Secondly, we need to find all the video URLs in the clipboard. While a lot of tools and methods could be used to do this job, I do write my own tool, called mykit.py. It's a CLI program, with a lot of sub-commands, among which is a command called clipboard.findurl or cb.url or cburl, same command, just several aliases. This cburl sub-command will extract text strings from a file or the clipboard, by a given pattern. The pattren is a regex, but we don't need to write our own because iwara's video URL pattern is already one of the presets. So, a simple command mykit cburl iwara will find all of the video URLs from the source code in the clipboard, and print them out line by line, meanwhile, the results are also copied back to clipboard.
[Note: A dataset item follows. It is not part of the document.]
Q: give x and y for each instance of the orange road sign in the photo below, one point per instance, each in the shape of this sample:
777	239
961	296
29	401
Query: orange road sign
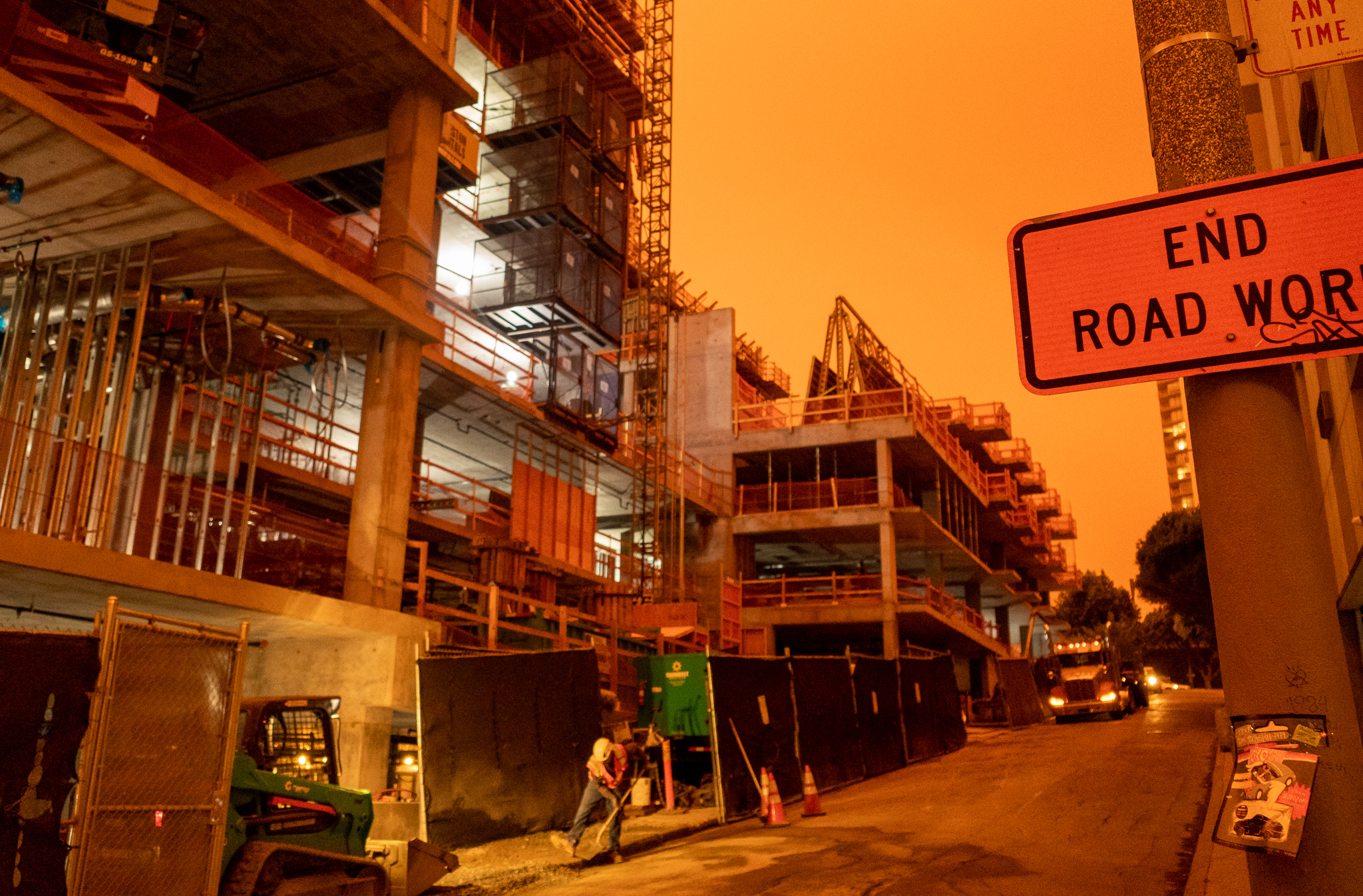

Finally, just use those lines of URLs as argument to launch multiple download processes. We could save those URL lines into a file, using shell script to read them out and run youtube-dl (or the modifed version) with each line. Again, the mykit.py could give a hand, with a sub-command called run.from.lines or runlines or rl, which reads lines from a file or from the clipboard, and run a command format template with each line. What I do is typing a single command mykit.py rl ytdl {}, and it will read those URL lines in clipboard and run a command as ytdl {url} for each.

Not very automatic, but convinient enought, isn't it?

Or you could wirte you own "channel" extractor, if it's worth it.

ZYinMD commented 4 years ago

Thanks so much!! I read all the code in those script files you mentioned, and they make perfect sense. As a python-noob and powershell-noob I still have questions about installing, I think I could open issues in your repo. Thanks and see you there!

mo-han commented 4 years ago

@ZYinMD That's fine, me a half python noob and a total ps noob as well.